By Brenna Eller
Editor In Chief

Catcalling has been prevalent on and off college campuses all over, and has been an issue on Hutchinson Community College’s campus. Catcalling could be considered a form of sexual harassment, as it is verbal harassment meant to degrade those walking by based on how they look. If you are a victim of being catcalled, report it to Coordinator of Equity and Compliance Jake Gunden or go to the HutchCC website under the Equal Opportunity, Harassment, and Nondiscrimination Procedure tab.

Brenna Eller: For those who don’t know, where can students go for help involving sexual harassment?

Jake Gunden: Students and employees with questions or concerns regarding sexual harassment, discrimination, sexual misconduct, stalking, and/or intimate partner violence are encouraged to contact me in person, by phone, or by email to learn about the various rights and options available to them regarding such behavior. My office is located on the main floor of the Parker Student Union, behind the Information Counter. Additional information is also available on the HutchCC public website, within the College’s Equal Opportunity, Harassment, and Nondiscrimination Policy and Procedures, and in our online student training program “Not Anymore” that is available through Learning Zone.

BE:  Can the victim of harassment remain anonymous or do you need a name in order to help

him/ her?

JG: Students and employees are welcome to make an anonymous inquiry or report through the HutchCC TIPS portal, which can be found in the footer of every webpage, as well as the HutchCC Campus Safety & Equity homepage.
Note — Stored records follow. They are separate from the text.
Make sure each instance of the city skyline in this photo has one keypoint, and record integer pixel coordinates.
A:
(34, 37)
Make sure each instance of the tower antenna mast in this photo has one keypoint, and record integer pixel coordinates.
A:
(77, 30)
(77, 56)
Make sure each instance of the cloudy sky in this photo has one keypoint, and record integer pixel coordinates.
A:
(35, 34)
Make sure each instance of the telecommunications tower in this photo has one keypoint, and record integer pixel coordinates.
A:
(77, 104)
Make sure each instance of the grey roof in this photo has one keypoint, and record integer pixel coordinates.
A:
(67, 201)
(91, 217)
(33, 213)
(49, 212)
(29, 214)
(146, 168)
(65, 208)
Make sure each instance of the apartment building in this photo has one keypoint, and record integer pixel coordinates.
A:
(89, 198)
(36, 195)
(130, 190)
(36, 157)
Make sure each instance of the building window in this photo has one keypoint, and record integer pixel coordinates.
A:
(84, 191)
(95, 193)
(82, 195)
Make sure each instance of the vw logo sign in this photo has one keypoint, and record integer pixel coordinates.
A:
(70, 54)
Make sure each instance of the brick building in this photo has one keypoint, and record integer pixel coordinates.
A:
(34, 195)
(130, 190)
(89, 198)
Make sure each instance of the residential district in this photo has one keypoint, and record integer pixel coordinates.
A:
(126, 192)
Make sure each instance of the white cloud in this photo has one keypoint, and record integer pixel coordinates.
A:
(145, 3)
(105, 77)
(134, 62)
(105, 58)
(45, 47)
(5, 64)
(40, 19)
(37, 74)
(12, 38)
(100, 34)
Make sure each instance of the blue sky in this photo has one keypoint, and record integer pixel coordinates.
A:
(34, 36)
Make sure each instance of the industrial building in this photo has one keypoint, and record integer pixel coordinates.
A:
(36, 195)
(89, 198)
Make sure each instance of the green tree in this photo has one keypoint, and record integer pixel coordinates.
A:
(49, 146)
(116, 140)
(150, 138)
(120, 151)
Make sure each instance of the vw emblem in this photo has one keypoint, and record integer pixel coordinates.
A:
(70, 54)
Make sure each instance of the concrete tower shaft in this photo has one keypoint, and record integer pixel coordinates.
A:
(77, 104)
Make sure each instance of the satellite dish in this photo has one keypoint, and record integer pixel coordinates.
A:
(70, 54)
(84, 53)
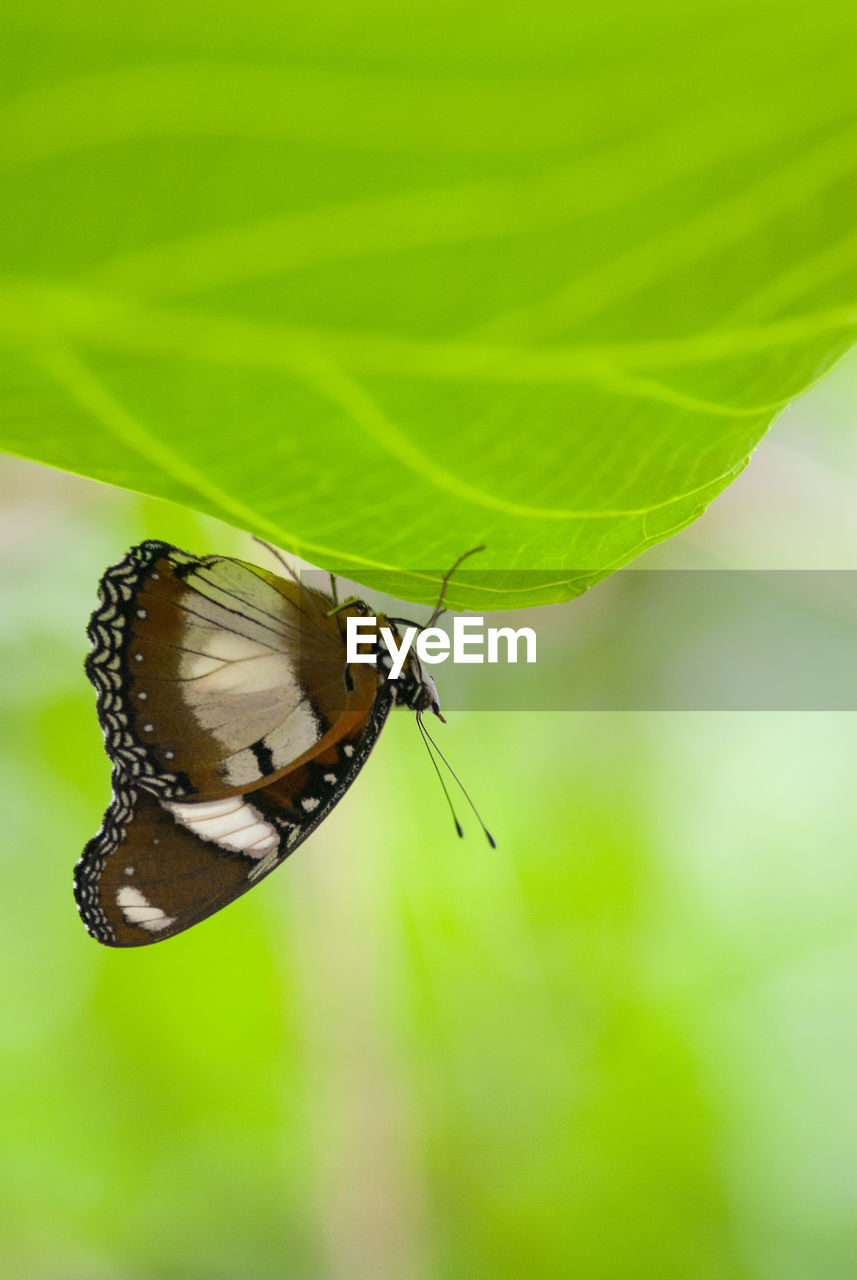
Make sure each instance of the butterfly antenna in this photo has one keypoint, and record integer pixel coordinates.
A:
(464, 791)
(439, 607)
(440, 777)
(289, 570)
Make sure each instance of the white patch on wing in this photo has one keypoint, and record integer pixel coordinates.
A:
(138, 910)
(230, 823)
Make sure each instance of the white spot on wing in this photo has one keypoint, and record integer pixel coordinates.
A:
(138, 910)
(230, 823)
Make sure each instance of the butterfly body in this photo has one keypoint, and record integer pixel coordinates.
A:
(234, 725)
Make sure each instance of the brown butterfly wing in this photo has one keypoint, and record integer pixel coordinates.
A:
(159, 867)
(214, 676)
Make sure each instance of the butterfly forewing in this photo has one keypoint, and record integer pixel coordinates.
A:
(212, 675)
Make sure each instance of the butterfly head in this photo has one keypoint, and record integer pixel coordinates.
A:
(416, 689)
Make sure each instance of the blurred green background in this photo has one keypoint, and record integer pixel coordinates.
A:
(622, 1045)
(619, 1046)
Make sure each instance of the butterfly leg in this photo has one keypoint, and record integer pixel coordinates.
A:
(342, 604)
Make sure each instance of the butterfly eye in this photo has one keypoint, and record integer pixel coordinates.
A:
(434, 703)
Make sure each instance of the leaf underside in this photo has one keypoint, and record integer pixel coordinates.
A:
(381, 289)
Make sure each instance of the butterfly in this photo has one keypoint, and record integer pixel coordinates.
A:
(234, 725)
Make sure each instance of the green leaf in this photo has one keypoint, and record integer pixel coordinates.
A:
(383, 284)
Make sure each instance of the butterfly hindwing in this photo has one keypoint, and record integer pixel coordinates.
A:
(160, 865)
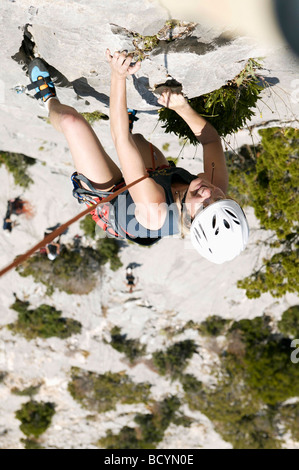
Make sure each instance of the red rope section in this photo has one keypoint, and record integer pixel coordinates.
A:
(21, 258)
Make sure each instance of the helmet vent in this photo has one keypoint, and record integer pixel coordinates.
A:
(230, 213)
(203, 231)
(197, 232)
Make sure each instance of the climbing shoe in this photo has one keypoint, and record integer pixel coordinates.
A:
(40, 80)
(132, 117)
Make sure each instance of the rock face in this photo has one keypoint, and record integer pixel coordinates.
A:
(72, 36)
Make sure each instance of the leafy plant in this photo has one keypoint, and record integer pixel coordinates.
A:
(268, 178)
(213, 325)
(102, 392)
(174, 360)
(227, 108)
(255, 377)
(130, 347)
(94, 117)
(149, 429)
(72, 271)
(289, 323)
(44, 322)
(35, 417)
(17, 164)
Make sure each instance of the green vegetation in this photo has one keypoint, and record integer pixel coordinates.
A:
(73, 271)
(94, 117)
(149, 429)
(174, 360)
(227, 108)
(254, 379)
(35, 417)
(130, 347)
(29, 391)
(289, 323)
(267, 178)
(17, 164)
(103, 392)
(44, 322)
(31, 444)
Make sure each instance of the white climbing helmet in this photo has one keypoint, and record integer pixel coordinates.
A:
(220, 231)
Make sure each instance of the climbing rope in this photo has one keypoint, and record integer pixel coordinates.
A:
(48, 238)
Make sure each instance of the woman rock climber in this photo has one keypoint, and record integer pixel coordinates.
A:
(171, 200)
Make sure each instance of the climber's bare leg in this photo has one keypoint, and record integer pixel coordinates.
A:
(143, 146)
(88, 154)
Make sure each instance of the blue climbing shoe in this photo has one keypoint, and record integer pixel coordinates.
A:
(40, 80)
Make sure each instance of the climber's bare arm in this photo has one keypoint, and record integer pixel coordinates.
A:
(205, 133)
(147, 195)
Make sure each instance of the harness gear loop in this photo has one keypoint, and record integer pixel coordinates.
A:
(21, 258)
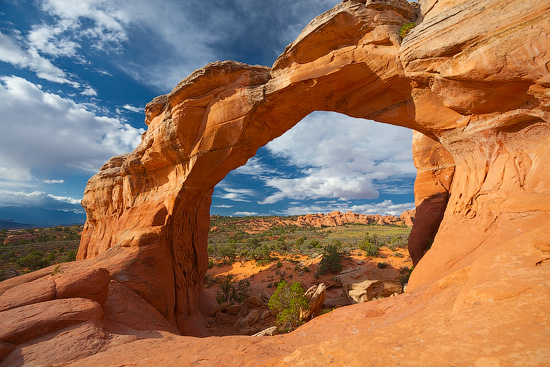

TIPS is secure, easy to use, and is compatible with both Android and iOS devices. To learn more about TIPS, students are welcome to check out the helpful TIPS FAQ sheet. The type of response or action the College can provide to anonymous TIPS reports, however, may be limited. So, in addition to TIPs, students and employees are always welcome to speak with me in person to learn about general rights, resources, and options, before choosing to disclose specific information to me. They may also choose to meet with one of our licensed counselors, who, due to their roles with the College, are able to maintain confidentiality. After hearing about available options, students may then opt to reveal details to me about the behavior they may be encountering. As I typically share in discussions with both students and employees, there are often non-disciplinary interventions available to those who wish to remain anonymous (aka without

the other party knowing who made the report). Disciplinary-based responses, however, typically cannot be anonymously undertaken.

BE: What is the college’s definition of sexual harassment?

JG: At present, HutchCC policy defines sexual harassment as “unwelcome, sexual or gender-based verbal, written, online, and/or physical conduct.” Under the same policy, “Sexual harassment creates a hostile environment, and may be disciplined when it is sufficiently severe, persistent/pervasive, and objectively offensive that it has the effect of unreasonably interfering with, denying or limiting employment opportunities or the ability to participate in or benefit from the university’s educational, social and/or residential program, and is based on power differentials (quid pro quo), the creation of a hostile environment, or retaliation.”

The U.S. Dept. of Education’s Office for Civil Rights is currently undertaking a review of previous

guidance and regulation, however, which could result in the need to alter or update HutchCC’s own definitions.

BE: Do you believe that catcalling is a form of sexual harassment? Is it an issue brought up a lot here?

JG: Unwanted sexual or suggestive comments – depending on the specific content, its frequency, and severity – can be sexual harassment or can rise to the level of sexual harassment. When those comments result in the creation of a hostile environment for the recipient, such comments may even result in potential disciplinary action.

As with most anything, the details of the behavior are critical to any such assessment. Regardless of the severity or pervasiveness of the statements, however, my office, along with the Coordinator of Campus Safety, take reports of such behavior seriously and will seek to find remedies for a reporting party when we learn of such unwanted behavior. The key step, for students and employees, is to help bring the concerns to our attention by reporting.

BE: If someone were to say they didn’t get the help they wanted from their issue, what would

they need to do next?

Response and remedial options are incident specific and are based in part on the type of behavior reported, the frequency and severity of the alleged behavior, the potential intervention desired by the reporting party, and the short- and long-term safety of both the reporting party and the campus community. They may also be impacted by the type of intervention, if any, previously attempted or the history of the person committing the alleged behavior. As with initial concern, a critical component of a HutchCC response is continued communication with me if problems persist. In certain instances, there may be outside agencies through which additional options are available.